The interview starts.
“When did you leave Holland?” is an easy question.
“Have you been in the UK before?” is easy as well.
“How many times?” is a little bit more difficult. I honestly don’t know how often I came into the UK on holiday, or with the morris team, or on trips with Lawrance. But no, I’ve never stayed more than 30 days.
“What is your address in the UK?” is the question I fear the most. My only proof of address is the mooring agreement with Scarisbrick Marina. But to my surprise the lady easily accepts it, saying with a smile: “We don’t get THAT very often…! When did you move onto the boat?”
Since the Dutch government registered me as being divorced (and I’m not sure if the UK will contact Holland) I can only answer “Divorced.” to the next question. And I’m very glad that I took my divorce papers with me to the interview, because the lady wants to know my ex husband’s full name (with all three first names, that won’t even fit in the space on the form), his date of birth, our marriage date and when we got divorced.
“Do you have proof of all this?”
Do I have a job? No, we will cruise six month of the year, and I will try to find a job for the other six months. To apply for a National Insurance Number while being self employed is next to impossible. I would have to proof so many things, even in my Dutch situation (being self employed for 20 years) I would not have been able to proof all this.
Then, after some silly questions like: “Are you going to apply for a student’s loan?” (do I look that young?) I have to sign the interview form, and I’m told to go back to the waiting room and wait for a couple of minutes. After that I would get my passport back.
After the promised couple of minutes the lady indeed is back. Not with my passport but with: “I think we have a little problem here…” So it’s back to the desk.
I told here that I left Holland on the 24th of June, and that I moved onto the boat on the 26th. Then comes the question: “Where was you during these two nights?”
Well, I left Holland on DFDS, so the first night of course I was on the ferry between Holland and the UK. And for the second night… At that very moment I decide to bend the truth a little. Imagine the reaction if I would say (truthfully): “I spent the night in a lorry.”
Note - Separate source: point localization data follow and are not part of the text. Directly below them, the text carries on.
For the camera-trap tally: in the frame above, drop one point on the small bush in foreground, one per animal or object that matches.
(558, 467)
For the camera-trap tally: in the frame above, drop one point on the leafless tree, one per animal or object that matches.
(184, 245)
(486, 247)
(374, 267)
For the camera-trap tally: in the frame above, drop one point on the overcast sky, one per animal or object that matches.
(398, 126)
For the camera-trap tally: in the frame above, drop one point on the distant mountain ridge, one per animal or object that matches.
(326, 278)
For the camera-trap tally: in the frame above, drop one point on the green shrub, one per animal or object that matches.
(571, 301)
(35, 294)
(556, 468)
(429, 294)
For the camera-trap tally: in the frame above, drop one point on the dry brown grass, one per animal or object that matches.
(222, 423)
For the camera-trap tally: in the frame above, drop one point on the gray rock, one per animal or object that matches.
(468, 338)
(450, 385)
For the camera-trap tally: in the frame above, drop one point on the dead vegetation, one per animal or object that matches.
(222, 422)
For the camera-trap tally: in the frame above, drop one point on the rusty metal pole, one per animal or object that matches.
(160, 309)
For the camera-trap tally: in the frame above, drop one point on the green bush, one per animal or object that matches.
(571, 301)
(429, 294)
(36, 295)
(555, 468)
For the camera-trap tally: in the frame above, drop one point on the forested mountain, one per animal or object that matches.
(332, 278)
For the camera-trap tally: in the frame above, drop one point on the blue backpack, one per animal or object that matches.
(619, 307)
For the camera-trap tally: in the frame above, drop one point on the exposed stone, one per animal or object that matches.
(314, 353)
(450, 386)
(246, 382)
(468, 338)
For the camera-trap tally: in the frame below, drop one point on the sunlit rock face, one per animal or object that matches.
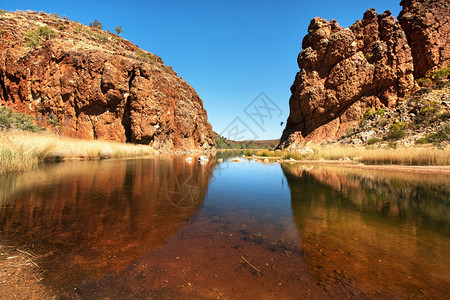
(342, 72)
(427, 27)
(86, 83)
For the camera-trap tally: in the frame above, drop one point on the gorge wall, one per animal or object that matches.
(343, 71)
(87, 83)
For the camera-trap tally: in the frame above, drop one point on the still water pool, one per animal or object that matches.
(162, 228)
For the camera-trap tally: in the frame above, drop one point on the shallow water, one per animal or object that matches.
(164, 228)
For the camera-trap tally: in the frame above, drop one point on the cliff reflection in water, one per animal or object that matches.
(86, 219)
(383, 234)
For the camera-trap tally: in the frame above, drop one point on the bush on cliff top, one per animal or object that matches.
(34, 37)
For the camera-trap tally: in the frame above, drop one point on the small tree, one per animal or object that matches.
(96, 24)
(118, 30)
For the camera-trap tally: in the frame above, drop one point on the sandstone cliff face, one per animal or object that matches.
(87, 83)
(343, 71)
(427, 27)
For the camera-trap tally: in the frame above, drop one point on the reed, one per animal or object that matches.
(21, 151)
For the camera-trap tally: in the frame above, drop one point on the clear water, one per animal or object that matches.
(164, 228)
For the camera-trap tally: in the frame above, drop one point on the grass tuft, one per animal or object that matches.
(21, 151)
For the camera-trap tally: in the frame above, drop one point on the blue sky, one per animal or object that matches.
(229, 51)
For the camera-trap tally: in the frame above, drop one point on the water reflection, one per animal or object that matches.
(373, 234)
(86, 219)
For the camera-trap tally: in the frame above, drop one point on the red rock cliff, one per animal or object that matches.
(342, 72)
(427, 27)
(87, 83)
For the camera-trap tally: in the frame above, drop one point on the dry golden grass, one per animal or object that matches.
(20, 151)
(412, 155)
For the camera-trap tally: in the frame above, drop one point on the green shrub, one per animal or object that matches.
(96, 24)
(440, 74)
(99, 36)
(78, 29)
(434, 77)
(146, 57)
(118, 30)
(34, 37)
(423, 140)
(443, 135)
(373, 141)
(445, 116)
(46, 32)
(424, 82)
(368, 55)
(380, 112)
(429, 108)
(370, 112)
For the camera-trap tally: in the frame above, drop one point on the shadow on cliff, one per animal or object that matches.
(88, 219)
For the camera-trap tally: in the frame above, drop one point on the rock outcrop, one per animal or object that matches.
(343, 71)
(373, 63)
(83, 82)
(427, 27)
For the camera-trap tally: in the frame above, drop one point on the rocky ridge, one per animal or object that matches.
(417, 119)
(346, 71)
(427, 27)
(83, 82)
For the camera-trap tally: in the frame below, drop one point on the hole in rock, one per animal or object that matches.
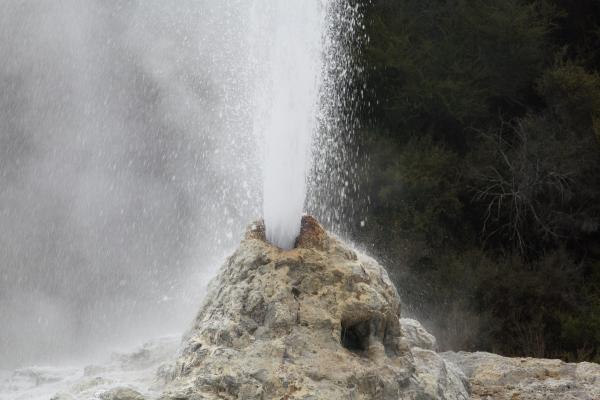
(355, 336)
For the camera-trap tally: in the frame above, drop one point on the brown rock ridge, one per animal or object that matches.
(320, 321)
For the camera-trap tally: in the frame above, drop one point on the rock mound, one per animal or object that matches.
(503, 378)
(319, 321)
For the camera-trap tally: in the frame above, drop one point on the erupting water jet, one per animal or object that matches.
(289, 47)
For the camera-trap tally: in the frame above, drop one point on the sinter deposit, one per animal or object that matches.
(320, 321)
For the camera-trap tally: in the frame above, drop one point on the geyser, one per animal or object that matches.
(289, 55)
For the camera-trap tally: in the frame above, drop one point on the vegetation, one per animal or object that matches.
(484, 141)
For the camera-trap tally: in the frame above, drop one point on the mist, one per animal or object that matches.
(127, 168)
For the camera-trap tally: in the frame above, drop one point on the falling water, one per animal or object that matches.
(288, 47)
(136, 141)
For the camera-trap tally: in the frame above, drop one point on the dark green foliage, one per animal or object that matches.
(484, 141)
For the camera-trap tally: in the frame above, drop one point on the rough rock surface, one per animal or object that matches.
(319, 321)
(416, 336)
(502, 378)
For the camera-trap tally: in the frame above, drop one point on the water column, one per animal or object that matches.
(288, 39)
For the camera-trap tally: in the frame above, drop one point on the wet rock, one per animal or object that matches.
(416, 336)
(319, 321)
(121, 393)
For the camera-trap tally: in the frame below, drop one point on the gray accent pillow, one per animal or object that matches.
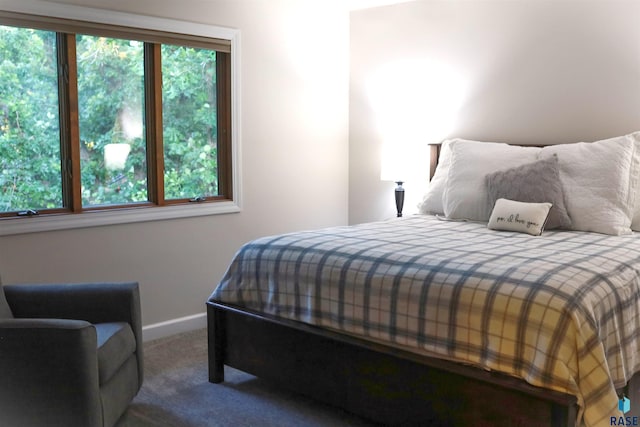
(5, 310)
(537, 182)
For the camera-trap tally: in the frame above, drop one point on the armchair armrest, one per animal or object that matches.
(91, 302)
(48, 369)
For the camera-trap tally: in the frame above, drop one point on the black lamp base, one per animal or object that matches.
(399, 198)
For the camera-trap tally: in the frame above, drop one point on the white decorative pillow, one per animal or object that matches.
(522, 217)
(600, 180)
(432, 201)
(537, 182)
(465, 195)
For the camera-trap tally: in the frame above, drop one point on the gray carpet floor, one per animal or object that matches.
(176, 393)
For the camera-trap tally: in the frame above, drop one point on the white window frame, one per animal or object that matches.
(142, 214)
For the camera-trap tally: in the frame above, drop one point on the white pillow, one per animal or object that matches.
(465, 195)
(522, 217)
(600, 180)
(432, 201)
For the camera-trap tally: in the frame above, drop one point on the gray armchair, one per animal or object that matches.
(70, 354)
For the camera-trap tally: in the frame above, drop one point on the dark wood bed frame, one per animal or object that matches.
(378, 382)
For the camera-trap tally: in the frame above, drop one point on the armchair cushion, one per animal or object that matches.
(116, 343)
(5, 310)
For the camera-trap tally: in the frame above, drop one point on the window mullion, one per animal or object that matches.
(225, 177)
(153, 117)
(69, 128)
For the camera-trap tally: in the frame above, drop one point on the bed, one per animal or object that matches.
(447, 318)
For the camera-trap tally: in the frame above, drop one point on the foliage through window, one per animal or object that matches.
(104, 119)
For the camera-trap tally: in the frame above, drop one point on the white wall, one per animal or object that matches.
(294, 98)
(529, 71)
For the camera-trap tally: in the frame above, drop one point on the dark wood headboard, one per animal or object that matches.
(434, 155)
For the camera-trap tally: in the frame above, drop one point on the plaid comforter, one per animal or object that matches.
(560, 311)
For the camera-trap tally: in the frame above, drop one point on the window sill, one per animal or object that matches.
(42, 223)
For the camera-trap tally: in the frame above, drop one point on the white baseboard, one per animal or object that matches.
(174, 326)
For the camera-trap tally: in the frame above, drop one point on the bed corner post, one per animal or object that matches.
(216, 342)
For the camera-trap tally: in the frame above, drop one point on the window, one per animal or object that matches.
(97, 117)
Yeah, right! Immigrant, lorry, that would probably set off every possible alarm in the Jobcentre’s office. And Lawrance paying a hefty fine for bringing illegal immigrants into the UK. So I tell her that I spent the night at my partner’s place. Which is the truth (kind of). We did go to his place in Newmacher (to load half my belongings into the car) and we spent the night in Kinellar, in his other place, i.e. the truck.
After this intermezzo it’s back to the waiting room again, and this time I do get my passport back after a couple of minutes. And I get a form, to give to my employer, should I find a job before I get my National Insurance Number. Which is due in six to eight weeks time.